Mini Blueberry Crumble Muffins

I oftentimes find it difficult to come up with a "name" for a recipe that I actually come up with. I want to avoid the cheese, obvious names, but I absolutely love the cheesy and the obvious names. I was bailed out of that task when I was featured on The Feed Feed's muffin page

There's nothing like a surprise message in your Instagram inbox to light a fire under you that gets you commence to posting. Did that make sense? I hope you notice the hurry in this posting as I'm managing #TheTeenager as he prepares to travel for a mini college tour disguised as Spring Break with his uncle and making a batch of something nice and spicy that will be featured on another post AND juggling the many projects I'm working in my Freelance Life. Phew!

Try your hand at these SUPER easy blueberry muffins! I made minis in addition to the one dozen full sized muffins because I'd trick myself into believing I was on a diet. Needless to say, that did not prove fruitful (see what I did there?)

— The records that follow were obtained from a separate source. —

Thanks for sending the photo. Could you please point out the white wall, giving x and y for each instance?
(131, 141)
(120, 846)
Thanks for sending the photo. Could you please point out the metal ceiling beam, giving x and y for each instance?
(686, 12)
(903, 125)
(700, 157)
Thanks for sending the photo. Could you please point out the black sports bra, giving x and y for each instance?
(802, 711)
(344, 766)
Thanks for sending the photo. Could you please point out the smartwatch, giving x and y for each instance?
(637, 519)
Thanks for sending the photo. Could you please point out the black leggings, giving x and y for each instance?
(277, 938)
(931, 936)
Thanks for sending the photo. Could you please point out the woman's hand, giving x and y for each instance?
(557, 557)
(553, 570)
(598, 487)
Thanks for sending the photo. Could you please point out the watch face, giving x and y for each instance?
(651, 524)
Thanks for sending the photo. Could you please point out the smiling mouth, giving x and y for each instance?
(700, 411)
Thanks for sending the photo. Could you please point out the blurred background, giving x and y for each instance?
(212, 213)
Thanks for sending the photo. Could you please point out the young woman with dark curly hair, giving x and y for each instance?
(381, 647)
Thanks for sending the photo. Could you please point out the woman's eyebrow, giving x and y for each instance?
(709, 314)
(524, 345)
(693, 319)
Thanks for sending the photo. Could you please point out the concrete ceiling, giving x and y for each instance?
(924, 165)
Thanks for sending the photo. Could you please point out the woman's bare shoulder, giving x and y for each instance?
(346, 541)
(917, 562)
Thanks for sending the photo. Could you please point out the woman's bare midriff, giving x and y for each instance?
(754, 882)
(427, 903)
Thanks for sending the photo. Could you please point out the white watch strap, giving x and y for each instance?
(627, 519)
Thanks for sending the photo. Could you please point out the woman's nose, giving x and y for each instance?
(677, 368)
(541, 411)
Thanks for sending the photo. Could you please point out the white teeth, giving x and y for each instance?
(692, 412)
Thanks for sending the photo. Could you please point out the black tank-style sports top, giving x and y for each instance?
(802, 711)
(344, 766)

The first time I made these, blueberries were in season and perfectly sweet, but I am sure you can substitute frozen berries (don't thaw!) or another seasonal berry of your choice! 

#MangoEats!

 

INGREDIENTS:

Crumb Topping

  • 1 cup unbleached AP flour (I prefer King Arthur)
  • 3 tablespoons light brown sugar
  • 2 tablespoons granulated sugar
  • 1 teaspoon baking powder
  • Pinch of salt 
  • 6 tablespoons unsalted butter, melted

Muffins

  • 1 3/4 cups all-purpose flour
  • 2 1/4 teaspoons baking powder
  • 1/2 teaspoon salt
  • 1 cup granulated sugar
  • 2 large organic eggs
  • 1/2 cup canola oil
  • 3/4 cup 2% milk
  • 1 teaspoon pure vanilla extract
  • 1 1/2 cups fresh blueberries


  • Preheat the oven to 375°.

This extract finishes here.